On 05/23/2018 10:56 AM, Cornelia Huck wrote:
> On Tue, 22 May 2018 12:38:29 -0600
> Alex Williamson <alex.williamson@...hat.com> wrote:
> 
>> On Tue, 22 May 2018 19:17:07 +0200
>> Halil Pasic <pasic@...ux.ibm.com> wrote:
>>
>>>   From vfio-ccw perspective I join Connie's assessment: vfio-ccw should
>>> be fine with these changes. I'm however not too deeply involved with
>>> the mdev framework, thus I don't feel comfortable r-b-ing. That results
>>> in
>>> Acked-by: Halil Pasic <pasic@...ux.ibm.com>
>>> for both patches.
>>>
>>> While at it I have would like to ask about the semantics and intended
>>> use of the mdev interfaces.
>>>
>>> static int vfio_ccw_sch_probe(struct subchannel *sch)
>>> {
>>>
>>> /* HALIL: 8< Not so interesting stuff happens here. >8 */
>>
>> This was interesting:
>>
>> 	private->state = VFIO_CCW_STATE_NOT_OPER;
>>
>>>           ret = vfio_ccw_mdev_reg(sch);
>>>           if (ret)
>>>                   goto out_disable;
>>> /*
>>>    * HALIL:
>>>    * This might be racy. Somewhere in vfio_ccw_mdev_reg() the create attribute
>>>    * is made available (it calls mdev_register_device()). For instance create will
>>>    * attempt to decrement private->avail which is initialized below.
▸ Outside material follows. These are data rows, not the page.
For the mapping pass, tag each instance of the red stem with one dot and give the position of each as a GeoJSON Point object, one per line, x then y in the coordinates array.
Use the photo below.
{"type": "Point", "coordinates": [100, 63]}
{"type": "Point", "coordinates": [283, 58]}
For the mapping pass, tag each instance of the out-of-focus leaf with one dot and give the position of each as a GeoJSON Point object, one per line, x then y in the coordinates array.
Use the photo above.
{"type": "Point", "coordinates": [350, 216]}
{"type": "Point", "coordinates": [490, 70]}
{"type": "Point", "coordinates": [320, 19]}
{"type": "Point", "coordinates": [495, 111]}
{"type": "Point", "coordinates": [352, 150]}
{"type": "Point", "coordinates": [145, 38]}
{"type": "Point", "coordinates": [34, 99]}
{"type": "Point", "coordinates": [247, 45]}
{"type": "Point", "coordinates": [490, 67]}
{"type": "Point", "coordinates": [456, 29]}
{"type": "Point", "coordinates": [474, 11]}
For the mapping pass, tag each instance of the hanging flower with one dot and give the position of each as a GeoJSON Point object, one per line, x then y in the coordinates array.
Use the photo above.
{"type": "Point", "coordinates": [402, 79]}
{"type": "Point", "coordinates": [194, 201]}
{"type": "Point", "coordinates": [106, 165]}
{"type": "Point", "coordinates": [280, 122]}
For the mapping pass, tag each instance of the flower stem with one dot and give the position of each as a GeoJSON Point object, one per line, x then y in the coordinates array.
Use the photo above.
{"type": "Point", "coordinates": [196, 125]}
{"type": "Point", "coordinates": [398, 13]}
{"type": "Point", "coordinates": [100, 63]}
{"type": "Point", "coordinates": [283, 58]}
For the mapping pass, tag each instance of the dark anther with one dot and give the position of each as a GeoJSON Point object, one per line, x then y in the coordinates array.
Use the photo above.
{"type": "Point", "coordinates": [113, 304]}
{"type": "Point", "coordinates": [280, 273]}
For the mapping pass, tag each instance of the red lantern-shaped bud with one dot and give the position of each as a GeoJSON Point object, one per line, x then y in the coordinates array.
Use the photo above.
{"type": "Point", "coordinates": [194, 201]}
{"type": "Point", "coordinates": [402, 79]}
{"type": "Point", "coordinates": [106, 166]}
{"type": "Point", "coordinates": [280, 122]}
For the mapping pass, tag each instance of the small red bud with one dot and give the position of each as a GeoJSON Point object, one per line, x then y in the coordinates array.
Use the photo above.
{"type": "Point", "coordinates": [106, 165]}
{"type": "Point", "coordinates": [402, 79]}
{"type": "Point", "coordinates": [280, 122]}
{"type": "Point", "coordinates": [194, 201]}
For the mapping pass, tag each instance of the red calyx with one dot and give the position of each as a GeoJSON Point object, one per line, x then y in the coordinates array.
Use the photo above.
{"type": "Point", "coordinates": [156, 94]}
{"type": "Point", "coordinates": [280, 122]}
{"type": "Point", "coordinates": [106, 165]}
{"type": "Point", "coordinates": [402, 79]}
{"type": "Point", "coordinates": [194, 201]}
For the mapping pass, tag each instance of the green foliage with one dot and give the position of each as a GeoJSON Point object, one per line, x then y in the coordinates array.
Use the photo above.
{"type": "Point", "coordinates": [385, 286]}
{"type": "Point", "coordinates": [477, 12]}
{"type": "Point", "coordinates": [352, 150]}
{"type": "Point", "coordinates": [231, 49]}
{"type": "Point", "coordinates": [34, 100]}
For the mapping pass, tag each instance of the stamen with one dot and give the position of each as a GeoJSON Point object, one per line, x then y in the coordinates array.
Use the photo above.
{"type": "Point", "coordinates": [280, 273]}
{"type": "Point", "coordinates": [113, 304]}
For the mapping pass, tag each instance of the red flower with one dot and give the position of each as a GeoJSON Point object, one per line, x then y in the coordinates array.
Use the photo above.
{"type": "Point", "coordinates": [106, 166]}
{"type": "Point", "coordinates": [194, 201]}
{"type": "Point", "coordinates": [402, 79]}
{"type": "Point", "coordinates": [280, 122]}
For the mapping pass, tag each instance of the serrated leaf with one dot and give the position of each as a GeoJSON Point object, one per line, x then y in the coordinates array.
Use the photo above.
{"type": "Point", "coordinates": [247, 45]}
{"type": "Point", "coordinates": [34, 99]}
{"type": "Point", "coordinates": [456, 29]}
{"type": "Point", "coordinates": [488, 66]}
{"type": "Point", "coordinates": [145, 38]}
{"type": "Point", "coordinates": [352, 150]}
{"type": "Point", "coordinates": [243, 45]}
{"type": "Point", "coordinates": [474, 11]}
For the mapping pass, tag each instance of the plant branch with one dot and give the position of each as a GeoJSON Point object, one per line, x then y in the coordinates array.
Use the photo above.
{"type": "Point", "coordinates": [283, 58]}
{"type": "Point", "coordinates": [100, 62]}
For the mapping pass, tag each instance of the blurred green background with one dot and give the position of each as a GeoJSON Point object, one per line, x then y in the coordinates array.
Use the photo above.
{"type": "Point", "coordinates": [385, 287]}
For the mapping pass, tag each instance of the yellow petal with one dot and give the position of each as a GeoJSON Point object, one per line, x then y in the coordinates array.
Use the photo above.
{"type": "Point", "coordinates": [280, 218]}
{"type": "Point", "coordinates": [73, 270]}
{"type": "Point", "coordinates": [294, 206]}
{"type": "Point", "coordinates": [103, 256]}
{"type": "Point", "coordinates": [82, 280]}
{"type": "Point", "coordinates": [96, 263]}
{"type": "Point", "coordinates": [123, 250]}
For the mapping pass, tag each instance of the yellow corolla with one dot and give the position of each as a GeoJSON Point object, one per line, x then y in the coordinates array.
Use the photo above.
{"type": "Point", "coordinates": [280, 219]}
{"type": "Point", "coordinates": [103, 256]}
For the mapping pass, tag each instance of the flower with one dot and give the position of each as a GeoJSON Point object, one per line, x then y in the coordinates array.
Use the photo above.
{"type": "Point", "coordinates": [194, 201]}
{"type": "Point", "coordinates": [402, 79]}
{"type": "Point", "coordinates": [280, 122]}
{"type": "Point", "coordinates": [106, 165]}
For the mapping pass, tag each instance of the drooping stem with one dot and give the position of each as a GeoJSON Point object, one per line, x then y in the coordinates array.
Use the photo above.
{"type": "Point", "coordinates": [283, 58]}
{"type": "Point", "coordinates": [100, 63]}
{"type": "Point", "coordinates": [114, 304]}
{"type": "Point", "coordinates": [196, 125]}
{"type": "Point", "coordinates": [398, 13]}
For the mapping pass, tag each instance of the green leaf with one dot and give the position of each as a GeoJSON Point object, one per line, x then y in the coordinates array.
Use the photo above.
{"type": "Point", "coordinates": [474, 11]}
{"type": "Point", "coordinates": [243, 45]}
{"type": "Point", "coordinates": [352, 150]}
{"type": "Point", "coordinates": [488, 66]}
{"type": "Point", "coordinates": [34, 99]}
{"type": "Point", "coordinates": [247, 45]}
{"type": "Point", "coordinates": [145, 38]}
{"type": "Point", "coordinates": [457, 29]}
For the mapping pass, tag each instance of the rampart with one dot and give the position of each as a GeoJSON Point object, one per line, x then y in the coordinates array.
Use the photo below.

I fail to
>>>    * understand how is  this well synchronized.
>>>    */
>>>           INIT_WORK(&private->io_work, vfio_ccw_sch_io_todo);
>>>           atomic_set(&private->avail, 1);
>>>           private->state = VFIO_CCW_STATE_STANDBY;
>>>
>>>           return 0;
>>>
>>> out_disable:
>>>           cio_disable_subchannel(sch);
>>> out_free:
>>>           dev_set_drvdata(&sch->dev, NULL);
>>>           kfree(private);
>>>           return ret;
>>> }
>>>
>>> Should not initialization  of go before mdev_register_device(), and then rolled
>>> back if necessary if mdev_register_device() fails?
>>>
>>> In practice it does not seem very likely that userspace can trigger
>>> mdev_device_create() before vfio_ccw_sch_probe() finishes so it should
>>> not be a practical problem. But I would like to understand how synchronization
>>> is supposed to work.
>>>
>>> [Added Dong Jia, maybe he is also able to answer my question.]
>>
>> vfio_ccw_mdev_create() requires that private->state is not
>> VFIO_CCW_STATE_NOT_OPER but vfio_ccw_sch_probe() explicitly sets state
>> to this value before calling vfio_ccw_mdev_reg(), so a create should
>> return -ENODEV if racing with parent registration.  Is there something
>> else that I'm missing?  Thanks,
>>


Disclaimer: I did not do much kernel work up until now. I still have
much to learn.

I mostly agree with your analysis but I'm not sure if the conclusion should be
'and thus everything is good' or 'and thus indeed we do have a race, a
poorly handled one'.

One thing I'm not sure about is: can atomic_set(&private->avail, 1) and
private->state = VFIO_CCW_STATE_STANDBY be perceived as reordered by
e.g. some other cpu and thus vfio_ccw_mdev_create() or not. I tried to
figure it out based on Documentation/atomic_t.txt but was not very successful.
If these can be reordered we could observe -EPERM instead of -ENODEV, I
think.

Furthermore from your analysis I deduce that the client code (I think mdev
calls it vendor code) may rely on mdev_register_device() containing a
(RELEASE) barrier. We use a mutex in there so the barrier is there. And
the client code may rely on a (ACQUIRE) barrier before the create callback
is called. That should also be true and was true in the past too again because
of mutex usage.


>> Alex
> 
> No, I think your understanding is correct. We move the state from
> NOT_OPER to STANDBY only after we're set up completely, so our create
> callback will simply fail early with -ENODEV. This looks fine to me.
> 

This -ENODEV looks strange to me. Which device does not exist?  The
userspace were supposed to retry on this? It's not even -EAGAIN. Is it
documented somewhere?

If it's unavoidable (which I don't see why) I would prefer -EAGAIN. I
think throwing an -ENODEV at our userspace once in a blue moon (if ever)
because that is the way we 'handle' races in our code instead of avoiding
them is not very friendly.

And I'm not sure -EPERM is not possible (see my statement
about reordering of the writes above).